Казнить Ожешко? Втащить его молодое крепкое тело на эшафот, сунуть
под нож “карачуна”... Его?! Боевого генерала, героя “шлюзового
кровопуска”, мирного взятия Петербурга и яростного штурма редутов у
Бранденбургских ворот?! Нашего боевого товарища? Друга Чики и
многих других?
— Кончилась, Петя, моя жизнь, кончилась, – Маша началась
раскачиваться из стороны в сторону, стоило ослабнуть моей хватке. –
В монастырь уйду. Стану Христовой невестой.
Я припомнил, что Мария всегда была без ума от стихов. Мне на ум
пришли строчки Брюсова:
— “На поле жизненного боя, где Рок влечет нас, как самум, душа
возжаждала покоя, молитв и одиноких дум!”
— Да, да! – подхватила Максимова. – Я задыхаюсь!
Снова обхватил ее за плечи, прижал к себе. В глазах неприятно
щипало. Пересилил себя, собрал волю в кулак, хотя хотелось выть,
рвать, крушить.
— Ты мне это брось, сестрица! Придумала себе монашество! А о
людях ты вспомнила? О тех, кто нуждается в твоей помощи?
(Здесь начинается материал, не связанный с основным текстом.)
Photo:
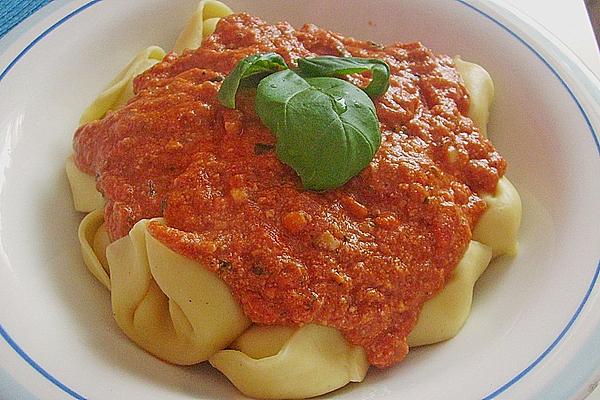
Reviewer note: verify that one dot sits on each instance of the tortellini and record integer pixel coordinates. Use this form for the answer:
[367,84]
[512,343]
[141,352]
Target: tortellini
[480,86]
[93,238]
[169,305]
[183,313]
[499,225]
[442,317]
[120,89]
[202,23]
[284,363]
[83,188]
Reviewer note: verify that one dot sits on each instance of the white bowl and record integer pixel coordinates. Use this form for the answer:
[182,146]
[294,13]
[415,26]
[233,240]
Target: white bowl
[534,330]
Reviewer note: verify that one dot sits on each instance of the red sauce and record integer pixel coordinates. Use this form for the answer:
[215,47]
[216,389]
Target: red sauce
[362,258]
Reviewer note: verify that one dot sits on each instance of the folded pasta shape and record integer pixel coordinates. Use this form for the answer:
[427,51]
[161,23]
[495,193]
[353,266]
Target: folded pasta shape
[499,225]
[480,86]
[93,240]
[183,313]
[169,305]
[282,363]
[201,24]
[83,188]
[443,316]
[120,89]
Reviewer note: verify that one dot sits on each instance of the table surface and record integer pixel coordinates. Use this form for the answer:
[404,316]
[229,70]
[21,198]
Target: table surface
[567,20]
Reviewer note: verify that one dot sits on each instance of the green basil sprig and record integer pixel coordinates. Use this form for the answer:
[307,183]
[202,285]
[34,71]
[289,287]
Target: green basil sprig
[258,64]
[338,66]
[326,128]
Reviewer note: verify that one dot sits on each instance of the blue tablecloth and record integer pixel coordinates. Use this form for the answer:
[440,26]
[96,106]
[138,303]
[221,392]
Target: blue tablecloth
[14,11]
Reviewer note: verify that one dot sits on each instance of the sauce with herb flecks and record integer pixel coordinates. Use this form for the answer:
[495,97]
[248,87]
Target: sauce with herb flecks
[362,258]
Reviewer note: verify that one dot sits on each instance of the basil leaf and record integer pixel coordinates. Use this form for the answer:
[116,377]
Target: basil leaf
[251,66]
[338,66]
[326,128]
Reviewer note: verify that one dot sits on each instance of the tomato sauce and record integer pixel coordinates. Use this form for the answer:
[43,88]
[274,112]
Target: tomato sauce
[362,258]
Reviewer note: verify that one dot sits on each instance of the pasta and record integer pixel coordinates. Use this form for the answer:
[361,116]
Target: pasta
[183,313]
[167,304]
[201,24]
[306,362]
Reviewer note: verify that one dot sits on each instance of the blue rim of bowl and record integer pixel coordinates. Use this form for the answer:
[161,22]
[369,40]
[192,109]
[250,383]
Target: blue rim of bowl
[10,341]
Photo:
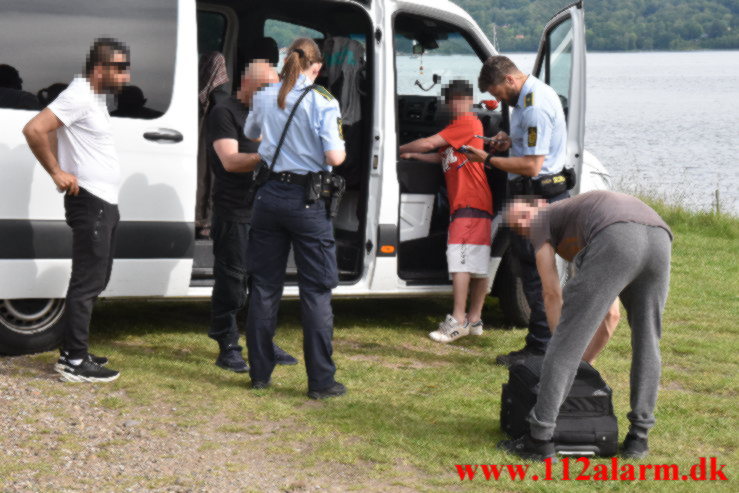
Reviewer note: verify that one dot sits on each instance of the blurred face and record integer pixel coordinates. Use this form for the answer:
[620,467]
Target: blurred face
[520,216]
[112,75]
[505,91]
[314,70]
[459,106]
[258,74]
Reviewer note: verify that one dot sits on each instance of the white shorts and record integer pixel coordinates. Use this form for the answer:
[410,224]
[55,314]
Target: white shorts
[474,259]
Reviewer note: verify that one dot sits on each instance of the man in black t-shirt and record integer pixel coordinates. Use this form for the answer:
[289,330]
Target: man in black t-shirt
[232,157]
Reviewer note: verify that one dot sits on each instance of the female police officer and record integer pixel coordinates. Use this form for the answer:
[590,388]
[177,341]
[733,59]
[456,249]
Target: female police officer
[311,143]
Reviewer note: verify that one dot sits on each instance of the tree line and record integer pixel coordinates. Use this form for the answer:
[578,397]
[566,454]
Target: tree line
[615,25]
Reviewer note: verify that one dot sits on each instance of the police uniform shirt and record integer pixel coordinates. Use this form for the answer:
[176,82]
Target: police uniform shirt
[538,126]
[315,129]
[226,121]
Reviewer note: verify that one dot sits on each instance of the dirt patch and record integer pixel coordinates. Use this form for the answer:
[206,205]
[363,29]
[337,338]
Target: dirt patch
[56,436]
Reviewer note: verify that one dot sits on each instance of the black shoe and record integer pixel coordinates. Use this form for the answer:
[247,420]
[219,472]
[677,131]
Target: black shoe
[63,361]
[87,371]
[282,357]
[230,358]
[517,357]
[528,448]
[335,390]
[634,447]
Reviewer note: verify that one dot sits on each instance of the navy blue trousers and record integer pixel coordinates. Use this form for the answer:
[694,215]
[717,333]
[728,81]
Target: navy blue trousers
[539,334]
[281,218]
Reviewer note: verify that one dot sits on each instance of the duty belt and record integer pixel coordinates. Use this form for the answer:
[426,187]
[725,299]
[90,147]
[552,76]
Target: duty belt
[288,177]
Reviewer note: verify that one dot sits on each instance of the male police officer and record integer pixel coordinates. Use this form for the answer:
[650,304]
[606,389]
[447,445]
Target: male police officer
[232,157]
[538,144]
[621,248]
[86,168]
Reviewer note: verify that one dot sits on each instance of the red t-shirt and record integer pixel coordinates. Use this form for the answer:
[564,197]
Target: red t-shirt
[466,182]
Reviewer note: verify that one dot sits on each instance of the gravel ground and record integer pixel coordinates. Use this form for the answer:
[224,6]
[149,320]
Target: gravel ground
[56,437]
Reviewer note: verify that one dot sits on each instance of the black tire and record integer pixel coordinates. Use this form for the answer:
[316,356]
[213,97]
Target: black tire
[30,325]
[508,288]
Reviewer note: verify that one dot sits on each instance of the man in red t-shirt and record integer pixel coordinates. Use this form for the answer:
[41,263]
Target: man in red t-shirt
[471,209]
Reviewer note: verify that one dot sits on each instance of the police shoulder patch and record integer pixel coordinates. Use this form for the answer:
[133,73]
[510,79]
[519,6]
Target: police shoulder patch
[324,92]
[528,100]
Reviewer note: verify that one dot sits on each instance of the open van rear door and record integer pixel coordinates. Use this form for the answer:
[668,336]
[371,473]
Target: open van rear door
[560,63]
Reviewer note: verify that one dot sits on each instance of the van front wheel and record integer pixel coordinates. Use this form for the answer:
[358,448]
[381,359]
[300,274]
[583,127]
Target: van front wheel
[30,325]
[509,289]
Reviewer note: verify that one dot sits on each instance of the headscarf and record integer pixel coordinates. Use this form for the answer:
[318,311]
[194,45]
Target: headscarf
[212,74]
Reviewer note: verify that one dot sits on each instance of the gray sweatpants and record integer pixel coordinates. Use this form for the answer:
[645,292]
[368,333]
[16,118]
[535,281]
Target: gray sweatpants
[624,259]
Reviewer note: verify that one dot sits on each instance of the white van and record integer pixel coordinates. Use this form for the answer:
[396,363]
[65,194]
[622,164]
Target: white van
[391,230]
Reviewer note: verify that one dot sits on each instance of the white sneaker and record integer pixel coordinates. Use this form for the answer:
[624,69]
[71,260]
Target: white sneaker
[449,330]
[476,328]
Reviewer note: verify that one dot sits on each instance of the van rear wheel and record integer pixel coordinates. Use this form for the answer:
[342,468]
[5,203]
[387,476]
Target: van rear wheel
[509,289]
[30,325]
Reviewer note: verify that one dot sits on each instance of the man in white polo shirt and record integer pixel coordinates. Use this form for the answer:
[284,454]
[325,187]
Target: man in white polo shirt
[73,141]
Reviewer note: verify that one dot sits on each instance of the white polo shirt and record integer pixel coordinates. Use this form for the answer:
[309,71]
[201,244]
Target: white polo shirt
[86,147]
[538,126]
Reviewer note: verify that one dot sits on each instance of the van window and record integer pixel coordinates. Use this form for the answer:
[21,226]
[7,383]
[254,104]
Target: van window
[45,42]
[285,33]
[426,47]
[557,67]
[211,31]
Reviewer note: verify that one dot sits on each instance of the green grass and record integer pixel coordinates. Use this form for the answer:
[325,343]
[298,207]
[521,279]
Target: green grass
[416,408]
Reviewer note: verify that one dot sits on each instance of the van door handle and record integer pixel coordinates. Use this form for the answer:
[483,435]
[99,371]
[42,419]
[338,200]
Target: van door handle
[167,135]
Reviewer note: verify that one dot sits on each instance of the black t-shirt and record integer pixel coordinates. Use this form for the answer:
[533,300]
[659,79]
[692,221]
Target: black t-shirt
[226,121]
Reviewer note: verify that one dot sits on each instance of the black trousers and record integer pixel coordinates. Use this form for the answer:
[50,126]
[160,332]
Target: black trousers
[539,334]
[229,291]
[93,222]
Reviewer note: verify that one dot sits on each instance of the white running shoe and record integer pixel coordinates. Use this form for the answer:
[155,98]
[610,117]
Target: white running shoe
[449,330]
[476,328]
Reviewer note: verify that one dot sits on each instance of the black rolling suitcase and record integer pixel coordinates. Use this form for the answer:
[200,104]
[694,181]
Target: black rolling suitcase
[586,424]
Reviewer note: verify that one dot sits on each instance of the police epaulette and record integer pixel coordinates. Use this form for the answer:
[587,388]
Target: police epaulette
[324,92]
[528,100]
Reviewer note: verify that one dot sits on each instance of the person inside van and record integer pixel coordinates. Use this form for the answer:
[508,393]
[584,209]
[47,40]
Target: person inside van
[12,94]
[85,167]
[212,80]
[470,207]
[232,158]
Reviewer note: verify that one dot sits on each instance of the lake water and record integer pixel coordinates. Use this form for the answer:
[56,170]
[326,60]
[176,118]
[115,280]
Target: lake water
[665,123]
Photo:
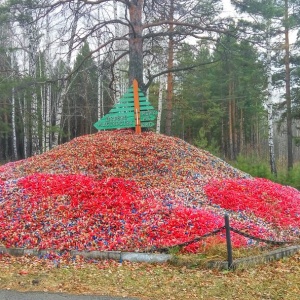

Мария резко вскочила, отбросив мои руки.
— Я не вспомнила? Я?! Да только ради них я жизнь свою под твой
карнифакс бросила. Прости, Петя, но не о тебе я думала, когда
письмо то проклятущее раскрыла. А о тех, кто в заботе еженошной
нужду имеет.
— Машенька, прекрати истерику, и так на душе тошно, – устало
ответил я. – Вот что тебе скажу: боль твоя, она и моя. В трудах ее
только выйдет преодолеть. Не будет у тебя свадьбы – оно, может, и к
лучшему. Хочу Царскосельский дворец преогромный превратить в Дом
ветерана. Где увечному или старому вояке найдется и крыша над
головой, и должное уважение к годам, войне отданным, к наградам, и
к здоровью, на той войне потерянному. Искал главноначальника над
сим нужным державе учреждением. И вот дождался. Заберешь под свое
крыло.
Масимова стрельнула в меня глазами – не кокетливо, нет. С
надеждой. Предложение мое пробило в ее закипевшем мозгу маленькую
брешь, заставило мысли переключиться с разрешения на созидание. На
одно-два удара сердца отвлекло от терзавшей ее боли.
Но ненадолго.
— Петя, скажи ты мне, как на духу. Что ты с Анджеем
сотворишь?
***
Зал собраний, ротонда, вместил пятьсот тридцать три депутата
Собора. Шум, говор, запахи – тут тебе и дорогой французский парфюм,
и крестьянские опорши, и купеческое сукно. Лица разные – надменные,
испуганные, любопытные, решительные. Сидели вперемешку, я запретил
рассаживаться по бывшим сословиям.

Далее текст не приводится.